Among other compromises obtained, device sponsors may participate in device classification panels and access the nonconfidential data to the same degree as FDA. Also, under strictly limited circumstances, companies may disseminate peer-reviewed and certain other forms of information about FDA-unapproved uses of their legally marketed devices to health-care practitioners, pharmacy benefit managers, health insurance issuers, group health plans, or government agencies.
Finally, FDA guidances must be available to the public in written and—wherever feasible—electronic format during their development. Moreover, FDA employees must be trained in the legal status of guidances—especially that they are not enforceable.
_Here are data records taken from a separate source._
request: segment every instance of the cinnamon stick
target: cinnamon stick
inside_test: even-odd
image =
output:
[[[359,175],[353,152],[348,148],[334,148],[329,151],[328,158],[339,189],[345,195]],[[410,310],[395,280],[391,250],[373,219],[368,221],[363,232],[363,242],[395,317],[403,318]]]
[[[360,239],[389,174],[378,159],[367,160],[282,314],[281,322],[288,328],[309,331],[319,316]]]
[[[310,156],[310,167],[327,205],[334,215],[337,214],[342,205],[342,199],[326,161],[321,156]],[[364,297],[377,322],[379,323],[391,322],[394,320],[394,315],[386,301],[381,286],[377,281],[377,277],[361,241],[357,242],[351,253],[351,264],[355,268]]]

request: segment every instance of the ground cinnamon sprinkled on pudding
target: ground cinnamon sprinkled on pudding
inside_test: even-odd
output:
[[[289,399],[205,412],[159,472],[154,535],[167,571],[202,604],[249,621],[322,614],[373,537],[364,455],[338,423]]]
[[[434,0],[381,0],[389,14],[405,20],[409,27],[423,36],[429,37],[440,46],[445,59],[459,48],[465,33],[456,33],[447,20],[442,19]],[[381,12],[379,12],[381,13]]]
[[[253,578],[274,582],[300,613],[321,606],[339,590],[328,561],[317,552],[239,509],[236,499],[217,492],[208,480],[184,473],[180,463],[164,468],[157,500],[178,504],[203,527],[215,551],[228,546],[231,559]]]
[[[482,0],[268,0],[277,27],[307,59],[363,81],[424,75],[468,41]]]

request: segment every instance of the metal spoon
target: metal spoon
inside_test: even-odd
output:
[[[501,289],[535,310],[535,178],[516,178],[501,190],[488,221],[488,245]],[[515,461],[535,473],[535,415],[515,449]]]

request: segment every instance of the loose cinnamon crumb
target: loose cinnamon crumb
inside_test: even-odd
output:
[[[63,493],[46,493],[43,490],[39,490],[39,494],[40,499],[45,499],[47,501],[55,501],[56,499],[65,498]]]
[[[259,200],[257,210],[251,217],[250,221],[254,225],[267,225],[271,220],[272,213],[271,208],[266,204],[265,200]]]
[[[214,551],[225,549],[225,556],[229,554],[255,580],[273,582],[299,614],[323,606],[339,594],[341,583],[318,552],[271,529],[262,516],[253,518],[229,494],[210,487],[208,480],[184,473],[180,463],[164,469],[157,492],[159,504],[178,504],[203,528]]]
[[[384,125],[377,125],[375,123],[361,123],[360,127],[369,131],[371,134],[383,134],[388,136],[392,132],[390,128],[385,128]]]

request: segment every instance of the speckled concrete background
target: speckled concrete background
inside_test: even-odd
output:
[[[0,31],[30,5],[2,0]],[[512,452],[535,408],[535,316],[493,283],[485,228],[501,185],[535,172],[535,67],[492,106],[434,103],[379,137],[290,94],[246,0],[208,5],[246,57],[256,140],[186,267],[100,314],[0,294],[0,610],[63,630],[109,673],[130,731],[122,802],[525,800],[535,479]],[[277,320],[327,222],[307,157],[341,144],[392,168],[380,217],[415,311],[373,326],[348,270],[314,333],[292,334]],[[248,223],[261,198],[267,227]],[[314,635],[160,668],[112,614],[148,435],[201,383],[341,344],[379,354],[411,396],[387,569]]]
These changes are just a few of the myriad reforms contained in the new law. This law also provides a solid foundation for FDA's recent, self-initiated probusiness reforms. For starters, it gives FDA its first statutory mission statement, directing the agency to improve employee training and requiring it to ensure that its GMP rules conform "to the extent practicable" with internationally recognized quality system standards for medical devices. The act also requires FDA to support the Office of the U.S. Trade Representative in harmonizing regulatory approaches and achieving mutual recognition agreements with other countries.
FDA's new, stated mission encompasses promoting public health through the efficient review of clinical research and taking timely, appropriate action on marketing applications; protecting public health by providing reasonable assurance of the safety and effectiveness of devices; reducing international regulatory burdens and harmonizing requirements; and carrying out its duties in consultation with experts in science, medicine, and public health, and in cooperation with consumers, users, and manufacturers.
Somewhere in the final stages of the act's travels through Congress, it lost the words "and Accountability" from its title. This is not to say that Congress won't hold FDA accountable for its performance—numerous "hammer" provisions require the agency to publish within set deadlines, and it must report its progress to Congress after one-year and five-year periods. In addition, both the General Accounting Office and the Congressional Budget Office will certainly be conducting formal, in-depth investigations of FDA's responses to the new law.
On top of all that, section 406 of the new law requires FDA to develop and publish, within one year, a detailed plan for meeting its statutory obligations. These obligations include establishing a mechanism to ensure compliance with all statutory deadlines by July 1, 1999, and eliminating all backlogs by January 1, 2000. FDA also must publish an annual report in the Federal Register, permitting opportunity for public comment, that describes how it is complying with the act. This report must include statistical information on its performance to date and identify any regulatory policy that has had a significant negative effect on the agency's performance.
Thus, in addition to its congressional watchdogs, FDA will have to contend with the scrutiny of its other diverse constituencies, especially those that have been the most critical in the past. FDA would be wise to keep its doors open to this input during the year so it can address comments in its annual report. The act contains so many reporting provisions now that it almost makes the words that were deleted from the bill's title, "The FDA Modernization and Accountability Act of 1997," sound like overkill.